Mom and I would sit in the side chapel, and she would kneel and pray, while I would thumb through the Book of Common Prayer.

We never talked about God at home as far as I can remember, and talk of Jesus was even less common.

When I was 19 and trying to understand my place in the world and feeling somewhat “convicted” – to use a Christian-ese word to mean guilt that makes you feel good in the end once you’ve resolved it – about my carnal relationship with Carla, my college girlfriend, and after I had had an encounter with Artie, another student, a senior, who was part of a campus ministry that was rumored among us heathen to require its members to give 25% of their income to it, which sounded awfully cultish to me, but an encounter in which he and I spoke for what seemed like three hours out on the courtyard in front of the dining room at the north side of campus, in the middle of this period in the spring before my 20th birthday, somewhere in the fog I went to a student-sponsored church service in the Student Union.

There was a sea of black faces. Maybe sixty to seventy of them. I was perhaps one of five whites. And at one point there was music and swaying and praying and people were getting up and one black girl got up and walked over to the corner of the room and started shouting, “HALLELUJAH! HALLELUJAH! HALLELUJAH!” and was jackknifing her body into right angles up and down like she was dry heaving while she was shouting. And I knew that this was not ordinary. Nor even something I necessarily wanted to participate in. But I was fascinated. And transfixed.

And then the preacher spoke for probably 45 minutes on Psalm 23. “The Lord is my shepherd; I shall not want.” At the end of his sermon, he asked everyone seated to bow and close their eyes. And he asked if anyone wanted what he had talked about. And I did. And he asked those of us who wanted what he had described to raise our hands. And I did.

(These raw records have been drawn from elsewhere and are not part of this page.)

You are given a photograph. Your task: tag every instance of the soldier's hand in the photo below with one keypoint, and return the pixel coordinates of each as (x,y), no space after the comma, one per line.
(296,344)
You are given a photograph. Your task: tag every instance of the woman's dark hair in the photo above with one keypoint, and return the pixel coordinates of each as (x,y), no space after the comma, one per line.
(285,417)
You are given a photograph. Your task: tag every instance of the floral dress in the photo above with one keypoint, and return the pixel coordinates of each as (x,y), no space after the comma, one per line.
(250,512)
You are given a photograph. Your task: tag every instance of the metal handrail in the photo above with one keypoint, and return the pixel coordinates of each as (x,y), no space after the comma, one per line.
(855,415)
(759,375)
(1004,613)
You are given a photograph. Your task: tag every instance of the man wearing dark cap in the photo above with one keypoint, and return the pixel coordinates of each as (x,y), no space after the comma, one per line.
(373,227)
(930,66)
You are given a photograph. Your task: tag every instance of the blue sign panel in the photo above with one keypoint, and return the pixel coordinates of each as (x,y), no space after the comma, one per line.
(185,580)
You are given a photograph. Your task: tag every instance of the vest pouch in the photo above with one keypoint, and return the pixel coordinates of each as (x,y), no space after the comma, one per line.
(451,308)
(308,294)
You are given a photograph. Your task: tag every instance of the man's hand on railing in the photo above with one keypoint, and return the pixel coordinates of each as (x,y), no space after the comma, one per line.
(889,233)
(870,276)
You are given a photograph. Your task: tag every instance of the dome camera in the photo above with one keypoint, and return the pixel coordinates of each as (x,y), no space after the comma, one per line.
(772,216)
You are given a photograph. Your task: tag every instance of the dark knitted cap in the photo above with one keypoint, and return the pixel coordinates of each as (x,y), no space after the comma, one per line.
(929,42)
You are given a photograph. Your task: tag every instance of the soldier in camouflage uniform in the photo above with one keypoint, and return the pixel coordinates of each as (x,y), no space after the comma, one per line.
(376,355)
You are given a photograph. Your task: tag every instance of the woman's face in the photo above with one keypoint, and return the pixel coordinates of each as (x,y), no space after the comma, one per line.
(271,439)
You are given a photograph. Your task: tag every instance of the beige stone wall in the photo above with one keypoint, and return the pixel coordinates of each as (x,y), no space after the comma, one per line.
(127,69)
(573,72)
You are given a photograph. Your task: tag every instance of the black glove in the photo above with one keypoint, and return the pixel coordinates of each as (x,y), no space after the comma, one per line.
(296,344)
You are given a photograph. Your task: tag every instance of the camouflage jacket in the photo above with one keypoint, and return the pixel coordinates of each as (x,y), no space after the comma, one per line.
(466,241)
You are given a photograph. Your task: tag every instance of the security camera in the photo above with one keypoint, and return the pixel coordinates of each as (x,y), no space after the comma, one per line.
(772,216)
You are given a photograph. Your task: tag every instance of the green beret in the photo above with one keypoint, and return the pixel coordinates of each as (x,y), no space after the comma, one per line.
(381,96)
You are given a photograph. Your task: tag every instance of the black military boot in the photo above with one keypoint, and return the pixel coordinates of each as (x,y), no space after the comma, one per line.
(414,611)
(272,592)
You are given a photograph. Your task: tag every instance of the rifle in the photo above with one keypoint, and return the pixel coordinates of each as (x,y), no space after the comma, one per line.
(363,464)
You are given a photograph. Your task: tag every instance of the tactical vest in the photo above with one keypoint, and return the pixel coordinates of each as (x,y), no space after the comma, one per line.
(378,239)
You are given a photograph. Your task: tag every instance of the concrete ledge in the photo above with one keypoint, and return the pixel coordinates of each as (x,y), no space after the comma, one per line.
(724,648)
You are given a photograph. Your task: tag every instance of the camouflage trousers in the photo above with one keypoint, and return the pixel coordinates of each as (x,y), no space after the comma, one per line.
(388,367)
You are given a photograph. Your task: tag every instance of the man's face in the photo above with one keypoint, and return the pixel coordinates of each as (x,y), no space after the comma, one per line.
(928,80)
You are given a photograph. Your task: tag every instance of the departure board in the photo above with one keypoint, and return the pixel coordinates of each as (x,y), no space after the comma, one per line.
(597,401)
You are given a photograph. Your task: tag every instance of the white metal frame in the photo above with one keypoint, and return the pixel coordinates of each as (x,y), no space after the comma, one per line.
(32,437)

We who were hand raisers, maybe six of us, were led into a small room and those who were sponsoring the service prayed for us and then with us. And they said that we were “saved” and that things would be different.

I didn’t feel it.

But things were different, as I would learn in the coming weeks.

photo: anissat

1 comment:

Bipolar Wellness Writer said...

Great piece! I can't imagine what it might have been like but you paint a wonderfully uncomfortable picture.

Also, I like your description of a christening, "which is a religious rite that is more about the martinis afterward than the vows during."